Prologue
Cardboard boxes littered the new house. It wasn’t new per say, the pale blue paint was peeling on the front veranda and a mysterious stain surrounded the tap in the bathroom. But this was the first time Jackie had been in this house. Her Mother had decided this change was good for them.
She was right, of course, Jackie didn’t know how much more she could handle of the memories that plagued that old suburban house.
Lifting the final, heavy moving box, Jackie took two lefts and found her new room.
Walls painted a pastel pink recently, the floor carpeted with new carpet – a soft fluffy kind of feel beneath her feet. The room smelled strong.
Eyes darting around, her bed and desk had been set up. Her Fathers inheritance paid for the new double bed that stuck out like a sore thumb in the room – blue racecar sheets she had picked out. The curtains were a thin pink material, lighting the room in that colour. Four bare walls held up an equally plain roof.

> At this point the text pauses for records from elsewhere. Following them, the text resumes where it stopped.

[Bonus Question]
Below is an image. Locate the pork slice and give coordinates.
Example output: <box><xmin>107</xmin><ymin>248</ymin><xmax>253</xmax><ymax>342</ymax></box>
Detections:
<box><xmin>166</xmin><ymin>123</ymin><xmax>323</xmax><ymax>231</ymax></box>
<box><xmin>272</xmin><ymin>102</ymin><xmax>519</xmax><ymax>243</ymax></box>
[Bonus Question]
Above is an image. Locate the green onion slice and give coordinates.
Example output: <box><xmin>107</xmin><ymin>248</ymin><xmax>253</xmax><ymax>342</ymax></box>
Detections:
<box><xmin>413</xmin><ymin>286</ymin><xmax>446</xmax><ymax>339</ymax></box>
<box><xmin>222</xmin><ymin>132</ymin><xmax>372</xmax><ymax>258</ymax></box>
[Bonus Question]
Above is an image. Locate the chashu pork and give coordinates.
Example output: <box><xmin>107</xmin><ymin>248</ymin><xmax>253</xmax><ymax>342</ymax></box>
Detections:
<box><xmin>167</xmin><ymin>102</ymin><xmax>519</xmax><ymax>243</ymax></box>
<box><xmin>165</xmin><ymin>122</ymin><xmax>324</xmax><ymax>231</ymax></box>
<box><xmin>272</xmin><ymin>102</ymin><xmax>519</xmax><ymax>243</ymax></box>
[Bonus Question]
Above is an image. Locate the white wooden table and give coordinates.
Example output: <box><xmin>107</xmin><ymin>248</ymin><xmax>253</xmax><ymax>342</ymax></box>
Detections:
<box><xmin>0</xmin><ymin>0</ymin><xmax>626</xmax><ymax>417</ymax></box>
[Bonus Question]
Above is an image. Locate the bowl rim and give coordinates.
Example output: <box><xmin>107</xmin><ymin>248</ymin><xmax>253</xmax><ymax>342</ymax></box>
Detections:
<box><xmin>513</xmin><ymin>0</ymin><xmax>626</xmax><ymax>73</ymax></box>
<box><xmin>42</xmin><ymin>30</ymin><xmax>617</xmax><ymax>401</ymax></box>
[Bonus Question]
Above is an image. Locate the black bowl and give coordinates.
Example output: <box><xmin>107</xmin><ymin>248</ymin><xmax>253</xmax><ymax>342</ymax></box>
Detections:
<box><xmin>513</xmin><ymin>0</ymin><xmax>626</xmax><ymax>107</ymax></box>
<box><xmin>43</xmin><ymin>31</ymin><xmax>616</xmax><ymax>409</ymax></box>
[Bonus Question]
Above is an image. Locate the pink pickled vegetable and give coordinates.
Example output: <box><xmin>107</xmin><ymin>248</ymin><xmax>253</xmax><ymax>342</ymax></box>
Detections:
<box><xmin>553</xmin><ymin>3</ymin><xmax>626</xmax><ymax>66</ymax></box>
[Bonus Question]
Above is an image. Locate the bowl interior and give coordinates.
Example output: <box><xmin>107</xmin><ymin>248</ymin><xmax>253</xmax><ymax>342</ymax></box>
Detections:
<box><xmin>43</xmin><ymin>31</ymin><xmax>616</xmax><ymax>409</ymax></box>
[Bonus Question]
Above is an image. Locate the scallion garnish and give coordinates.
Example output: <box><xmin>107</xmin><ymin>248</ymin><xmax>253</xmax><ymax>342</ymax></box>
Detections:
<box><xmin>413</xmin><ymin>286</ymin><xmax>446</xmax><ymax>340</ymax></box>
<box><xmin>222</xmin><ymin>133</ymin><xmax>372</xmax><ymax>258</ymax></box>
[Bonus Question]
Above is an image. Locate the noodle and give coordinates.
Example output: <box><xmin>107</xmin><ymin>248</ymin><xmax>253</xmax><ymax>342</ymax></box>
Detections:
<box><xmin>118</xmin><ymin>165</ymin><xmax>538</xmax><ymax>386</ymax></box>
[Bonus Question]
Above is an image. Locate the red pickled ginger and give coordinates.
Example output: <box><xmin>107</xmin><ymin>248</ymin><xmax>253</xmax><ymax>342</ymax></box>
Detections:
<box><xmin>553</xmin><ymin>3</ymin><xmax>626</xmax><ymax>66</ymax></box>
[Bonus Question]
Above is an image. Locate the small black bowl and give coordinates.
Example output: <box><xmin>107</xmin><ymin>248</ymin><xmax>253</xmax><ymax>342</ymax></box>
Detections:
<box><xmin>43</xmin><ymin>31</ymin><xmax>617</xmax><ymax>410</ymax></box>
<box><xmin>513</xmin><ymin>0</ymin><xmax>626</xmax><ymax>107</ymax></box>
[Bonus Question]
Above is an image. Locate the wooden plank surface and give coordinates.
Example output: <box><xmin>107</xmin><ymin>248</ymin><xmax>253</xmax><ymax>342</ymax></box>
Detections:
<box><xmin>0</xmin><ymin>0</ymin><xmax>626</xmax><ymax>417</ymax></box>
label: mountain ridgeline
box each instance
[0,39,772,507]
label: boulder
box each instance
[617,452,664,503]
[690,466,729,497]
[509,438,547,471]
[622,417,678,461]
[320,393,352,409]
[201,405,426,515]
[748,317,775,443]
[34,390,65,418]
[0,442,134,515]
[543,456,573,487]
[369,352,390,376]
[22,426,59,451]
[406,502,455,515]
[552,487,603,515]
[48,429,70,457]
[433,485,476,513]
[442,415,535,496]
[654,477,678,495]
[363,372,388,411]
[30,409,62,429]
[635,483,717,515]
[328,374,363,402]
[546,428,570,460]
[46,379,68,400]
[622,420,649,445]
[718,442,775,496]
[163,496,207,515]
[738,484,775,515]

Sighing, she placed the box on her bed, opening it as slowly as she could. Sifting through the messy collection of things, she pulled out the first object. The photo frame was an unfamiliar weight in her hands. The smooth, black frame was cool in her hands, the photo inside aroused no feelings in her. She was being piggybacked by her Father, a large grin on her face. Sure, she missed her Father, it had nearly been twelve months since the accident. But she had done her mourning.
It made her feel wrong, dirty even, that she was no longer upset.
Her Mother still cried herself to sleep some nights, and her uncles and aunts couldn’t look at them without tearing up. But Jackie didn’t feel sad one bit. And it felt horrible.
That something had to be wrong with her seemingly normal sixteen-year-old self.
No one asked her why she didn’t cry, they just shifted their gazes between Jackie and the piano that used to sit in the small house.
Jackie hadn’t touched a piano in four months. When she did, it never sounded right. She had tried everything from having a trained professional look at the piano. Still, there was nothing wrong with the piano. Then all other pianos and keyboards started to sound wrong. So she barely played, the sole instrument that her Father had taught her, talent gone to waste.